Un adolescent de 15 ans, qui a reconnu être à l'origine d'un incendie ayant parcouru début septembre 300 hectares dans les calanques, aux portes de Marseille, a été placé en détention provisoire samedi, a-t-on appris de source judiciaire. Ce jeune n'avait "pas d'antécédents judiciaires" et n'était pas connu pour avoir un quelconque suivi psychiatrique. Une information judiciaire a été ouverte pour "destruction volontaire par incendie", a précisé le procureur de la République de Marseille, Xavier Tarabeux.

Un incendie "involontaire" 

En garde à vue, le jeune homme a expliqué "avoir trouvé un briquet et l'avoir utilisé pour savoir s'il fonctionnait", déclenchant involontairement le sinistre.
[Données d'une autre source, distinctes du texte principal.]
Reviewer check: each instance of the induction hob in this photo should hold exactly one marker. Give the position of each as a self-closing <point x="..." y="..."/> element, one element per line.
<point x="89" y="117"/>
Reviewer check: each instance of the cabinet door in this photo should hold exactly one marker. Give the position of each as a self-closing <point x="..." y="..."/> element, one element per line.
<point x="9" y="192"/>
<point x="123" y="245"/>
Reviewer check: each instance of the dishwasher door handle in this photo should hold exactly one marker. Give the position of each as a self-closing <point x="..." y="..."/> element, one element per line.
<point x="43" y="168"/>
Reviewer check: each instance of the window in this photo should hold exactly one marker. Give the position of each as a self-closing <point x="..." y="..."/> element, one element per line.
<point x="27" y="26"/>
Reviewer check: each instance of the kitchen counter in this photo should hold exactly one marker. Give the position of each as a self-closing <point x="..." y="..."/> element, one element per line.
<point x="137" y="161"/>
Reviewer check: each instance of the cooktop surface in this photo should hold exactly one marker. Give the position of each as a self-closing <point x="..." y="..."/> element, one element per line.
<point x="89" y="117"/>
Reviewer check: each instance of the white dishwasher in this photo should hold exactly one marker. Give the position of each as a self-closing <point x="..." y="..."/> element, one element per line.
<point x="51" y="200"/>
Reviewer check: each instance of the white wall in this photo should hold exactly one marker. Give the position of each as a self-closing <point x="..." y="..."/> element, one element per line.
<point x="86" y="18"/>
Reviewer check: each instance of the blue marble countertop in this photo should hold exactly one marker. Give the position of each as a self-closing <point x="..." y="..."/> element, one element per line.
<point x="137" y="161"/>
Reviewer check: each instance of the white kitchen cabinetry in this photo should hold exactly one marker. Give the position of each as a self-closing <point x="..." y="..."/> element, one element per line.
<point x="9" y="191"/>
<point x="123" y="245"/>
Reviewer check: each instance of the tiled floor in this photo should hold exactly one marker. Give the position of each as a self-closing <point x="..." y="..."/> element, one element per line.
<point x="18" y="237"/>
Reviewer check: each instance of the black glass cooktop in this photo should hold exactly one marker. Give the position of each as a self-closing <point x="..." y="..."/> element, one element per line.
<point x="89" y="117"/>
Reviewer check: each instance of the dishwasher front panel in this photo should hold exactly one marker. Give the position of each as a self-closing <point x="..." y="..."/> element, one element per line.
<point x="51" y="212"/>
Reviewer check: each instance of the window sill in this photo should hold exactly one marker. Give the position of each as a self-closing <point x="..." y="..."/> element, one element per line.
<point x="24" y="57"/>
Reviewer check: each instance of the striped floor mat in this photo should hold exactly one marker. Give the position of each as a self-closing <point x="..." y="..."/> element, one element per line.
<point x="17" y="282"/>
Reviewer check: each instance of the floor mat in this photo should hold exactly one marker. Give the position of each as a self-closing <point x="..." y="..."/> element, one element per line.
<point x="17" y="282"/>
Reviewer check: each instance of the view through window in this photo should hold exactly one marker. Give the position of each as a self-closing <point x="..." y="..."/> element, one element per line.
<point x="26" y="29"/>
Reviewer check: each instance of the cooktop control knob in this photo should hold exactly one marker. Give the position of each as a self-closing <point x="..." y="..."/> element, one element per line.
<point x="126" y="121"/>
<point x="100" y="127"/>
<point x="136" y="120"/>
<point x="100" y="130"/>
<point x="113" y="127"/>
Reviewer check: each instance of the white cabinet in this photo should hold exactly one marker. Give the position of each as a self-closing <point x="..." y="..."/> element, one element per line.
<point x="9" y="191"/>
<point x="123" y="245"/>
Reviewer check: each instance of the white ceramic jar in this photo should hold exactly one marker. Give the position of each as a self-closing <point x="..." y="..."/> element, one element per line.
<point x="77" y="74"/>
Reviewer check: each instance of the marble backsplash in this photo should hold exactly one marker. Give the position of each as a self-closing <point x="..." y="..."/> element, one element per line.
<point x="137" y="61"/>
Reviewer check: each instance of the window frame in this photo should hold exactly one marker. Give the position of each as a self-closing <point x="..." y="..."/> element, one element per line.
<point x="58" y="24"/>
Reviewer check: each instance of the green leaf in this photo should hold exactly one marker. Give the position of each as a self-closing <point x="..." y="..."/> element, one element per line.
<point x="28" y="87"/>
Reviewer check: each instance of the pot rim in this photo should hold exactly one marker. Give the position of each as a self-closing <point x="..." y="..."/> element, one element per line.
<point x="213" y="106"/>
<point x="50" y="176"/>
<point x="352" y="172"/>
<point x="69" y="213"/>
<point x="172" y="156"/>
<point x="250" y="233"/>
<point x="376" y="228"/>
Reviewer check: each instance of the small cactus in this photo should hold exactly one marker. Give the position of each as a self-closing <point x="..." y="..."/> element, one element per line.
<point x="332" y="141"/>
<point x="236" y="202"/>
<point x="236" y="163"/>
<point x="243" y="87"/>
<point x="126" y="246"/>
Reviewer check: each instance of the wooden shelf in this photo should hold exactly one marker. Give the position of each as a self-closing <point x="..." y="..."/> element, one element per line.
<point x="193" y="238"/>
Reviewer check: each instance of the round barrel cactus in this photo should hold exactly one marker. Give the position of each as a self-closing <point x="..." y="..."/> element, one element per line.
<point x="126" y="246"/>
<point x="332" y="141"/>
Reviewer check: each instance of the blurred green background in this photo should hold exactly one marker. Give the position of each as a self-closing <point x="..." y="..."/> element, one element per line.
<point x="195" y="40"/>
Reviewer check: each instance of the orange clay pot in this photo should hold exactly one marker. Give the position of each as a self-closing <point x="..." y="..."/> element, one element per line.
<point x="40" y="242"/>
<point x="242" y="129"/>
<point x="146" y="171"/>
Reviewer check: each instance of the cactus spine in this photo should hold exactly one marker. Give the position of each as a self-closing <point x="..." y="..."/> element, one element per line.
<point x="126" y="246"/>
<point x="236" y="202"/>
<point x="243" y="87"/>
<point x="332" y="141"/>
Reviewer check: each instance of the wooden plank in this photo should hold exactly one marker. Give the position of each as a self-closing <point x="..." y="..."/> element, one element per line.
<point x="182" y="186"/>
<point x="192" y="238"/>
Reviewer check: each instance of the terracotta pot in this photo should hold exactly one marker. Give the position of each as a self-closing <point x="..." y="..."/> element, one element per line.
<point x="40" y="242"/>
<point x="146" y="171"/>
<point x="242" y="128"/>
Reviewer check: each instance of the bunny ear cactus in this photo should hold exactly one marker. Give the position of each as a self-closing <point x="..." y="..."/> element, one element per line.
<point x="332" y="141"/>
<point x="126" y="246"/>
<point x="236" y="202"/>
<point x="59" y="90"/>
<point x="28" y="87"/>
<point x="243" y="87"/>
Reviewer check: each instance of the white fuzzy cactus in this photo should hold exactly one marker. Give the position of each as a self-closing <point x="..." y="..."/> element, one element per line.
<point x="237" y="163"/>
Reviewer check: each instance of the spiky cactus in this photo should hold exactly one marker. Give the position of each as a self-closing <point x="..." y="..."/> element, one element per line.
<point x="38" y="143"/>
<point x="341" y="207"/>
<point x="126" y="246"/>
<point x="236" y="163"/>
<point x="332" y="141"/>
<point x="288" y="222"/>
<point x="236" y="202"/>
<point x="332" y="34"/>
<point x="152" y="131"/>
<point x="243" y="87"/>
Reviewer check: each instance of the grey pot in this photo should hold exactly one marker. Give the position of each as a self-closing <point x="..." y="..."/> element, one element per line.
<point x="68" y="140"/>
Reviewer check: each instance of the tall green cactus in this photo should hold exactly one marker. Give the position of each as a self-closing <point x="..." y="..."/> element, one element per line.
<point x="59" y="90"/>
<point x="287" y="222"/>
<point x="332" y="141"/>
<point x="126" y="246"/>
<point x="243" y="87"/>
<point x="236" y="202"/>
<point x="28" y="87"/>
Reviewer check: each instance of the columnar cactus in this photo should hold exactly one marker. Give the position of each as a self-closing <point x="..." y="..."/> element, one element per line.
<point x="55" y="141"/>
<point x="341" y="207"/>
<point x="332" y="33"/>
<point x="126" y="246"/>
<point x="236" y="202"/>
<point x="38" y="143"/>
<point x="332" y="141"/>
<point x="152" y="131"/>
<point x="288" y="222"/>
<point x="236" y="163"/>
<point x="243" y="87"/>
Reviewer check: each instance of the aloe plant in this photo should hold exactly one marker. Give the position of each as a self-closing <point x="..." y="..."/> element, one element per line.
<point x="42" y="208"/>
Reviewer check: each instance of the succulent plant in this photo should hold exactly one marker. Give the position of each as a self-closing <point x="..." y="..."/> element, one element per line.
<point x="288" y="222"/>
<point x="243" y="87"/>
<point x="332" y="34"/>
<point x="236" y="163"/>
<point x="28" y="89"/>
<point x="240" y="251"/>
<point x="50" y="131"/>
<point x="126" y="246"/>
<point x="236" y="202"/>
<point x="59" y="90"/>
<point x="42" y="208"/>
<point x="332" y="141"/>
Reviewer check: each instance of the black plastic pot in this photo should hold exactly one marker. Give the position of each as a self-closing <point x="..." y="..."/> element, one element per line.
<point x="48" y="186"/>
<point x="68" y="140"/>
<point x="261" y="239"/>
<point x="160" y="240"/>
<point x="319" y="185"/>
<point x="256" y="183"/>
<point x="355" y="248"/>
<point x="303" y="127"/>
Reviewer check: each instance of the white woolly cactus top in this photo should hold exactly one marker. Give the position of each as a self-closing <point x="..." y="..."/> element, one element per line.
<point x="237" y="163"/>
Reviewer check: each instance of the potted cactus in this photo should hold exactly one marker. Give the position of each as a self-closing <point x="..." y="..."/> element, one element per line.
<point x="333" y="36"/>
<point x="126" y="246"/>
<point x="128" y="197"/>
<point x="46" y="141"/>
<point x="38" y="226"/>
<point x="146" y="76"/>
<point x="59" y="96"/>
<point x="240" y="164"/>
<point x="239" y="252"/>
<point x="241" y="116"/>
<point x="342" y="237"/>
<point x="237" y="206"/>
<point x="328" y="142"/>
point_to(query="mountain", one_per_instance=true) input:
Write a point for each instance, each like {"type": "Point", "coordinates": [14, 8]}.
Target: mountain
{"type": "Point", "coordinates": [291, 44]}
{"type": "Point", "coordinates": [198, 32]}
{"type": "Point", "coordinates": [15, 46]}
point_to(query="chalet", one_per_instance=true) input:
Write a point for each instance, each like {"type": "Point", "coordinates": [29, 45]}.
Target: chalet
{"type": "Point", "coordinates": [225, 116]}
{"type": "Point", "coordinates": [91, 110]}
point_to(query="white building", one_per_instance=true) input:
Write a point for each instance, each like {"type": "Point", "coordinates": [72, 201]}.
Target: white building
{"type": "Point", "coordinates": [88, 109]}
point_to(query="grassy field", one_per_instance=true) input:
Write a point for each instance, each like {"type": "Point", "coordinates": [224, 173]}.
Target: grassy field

En l'état des investigations, les éléments recueillis par les enquêteurs suggèrent plutôt qu'il a mis "délibérément le feu", a précisé le parquet. 

L'adolescent marseillais a été arrêté vendredi matin, seize jours après l'incendie qui a détruit en partie des écosystèmes protégés dans le Parc national des calanques, a précisé une source policière. L'enquête, menée par les policiers de la sûreté départementale des Bouches-du-Rhône, s'est fondé sur un recueil "minutieux" des témoignages des riverains du quartier de Luminy, dans le sud de la ville, d'où est parti le feu, a-t-elle ajouté. 

Pas de victimes

Le feu n'avait pas fait de victimes et avait épargné les habitations. De très gros moyens avaient été déployés pour éviter le pire pour les milieux naturels : 860 marins-pompiers, 250 véhicules, et plusieurs avions bombardiers d'eau et hélicoptères avaient réussi à circonscrire le feu dans un corridor d'un peu plus d'un kilomètre de large.

Les flammes ont épargné Cassis et ne sont pas descendues jusqu'à la mer, dans les calanques elles-même, où les dégâts sur la faune et la flore auraient pu être bien plus importants.